Devido à transmissão dos conhecimentos, as sucessivas gerações de seres humanos não precisariam reinventar as soluções já desenvolvidas, anteriormente, pelos antepassados. Cada nova geração pôde herdar as descobertas da geração anterior, ficando com tempo disponível para efetuar novas conquistas.
INTERFERÊNCIA NO MEIO AMBIENTE Acumulando e desenvolvendo conhecimentos, o homem passou a interferir progressivamente no meio ambiente, criando um “mundo novo”, diferente daquele encontrado na Natureza. Assim, dentro da Biosfera terrestre – a parte do Planeta que reúne condições para o desenvolvimento dos seres vivos –, o homem foi criando a Antroposfera – que resulta da adaptação do ambiente natural às necessidades humanas.

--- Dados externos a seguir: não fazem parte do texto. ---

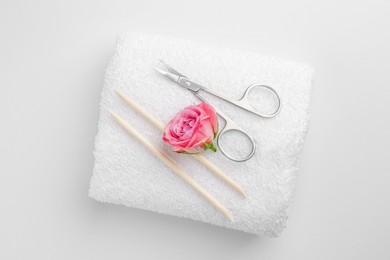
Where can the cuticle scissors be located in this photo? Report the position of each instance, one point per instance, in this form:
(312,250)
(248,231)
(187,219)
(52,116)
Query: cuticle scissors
(230,125)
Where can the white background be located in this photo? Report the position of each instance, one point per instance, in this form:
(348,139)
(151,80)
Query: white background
(52,61)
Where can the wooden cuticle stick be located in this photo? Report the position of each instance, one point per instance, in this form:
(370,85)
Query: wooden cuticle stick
(198,157)
(181,173)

O desenvolvimento da consciência reflexiva torna o homem diferente dos outros animais não apenas pelas extraordinárias conseqüências que a ação humana provoca no mundo, mas também, e sobretudo, pelos efeitos que provoca no próprio homem. Devido à consciência reflexiva, o ser humano tornou-se capaz de pensar sobre sua própria existência, de perguntar-se sobre o sentido da vida, questionando o presente, analisando o passado e projetando o futuro.
CONSCIÊNCIA DE SI MESMO Adquirindo consciência de si mesmo, o homem passou a refletir sobre os limites de sua existência, começou a avaliar as possibilidades da sua ação em vida, antes da chegada inevitável da morte. Por isso, “o homem é o único animal que pode aborrecer-se, que pode ficar descontente, que pode sentir-se expulso do paraíso. O homem é o único animal para quem sua própria existência é um problema que ele tem de solucionar e do qual não pode fugir” (Erich Fromm. Análise do homem. P. 49.)
Não pode fugir porque tem uma vida que não pode mais ser vivida apenas no plano fisiológico da natureza animal, atendendo-se passivamente as necessidades do corpo. A consciência de si mesmo tornou o homem dono de uma vida que somente ele pode viver.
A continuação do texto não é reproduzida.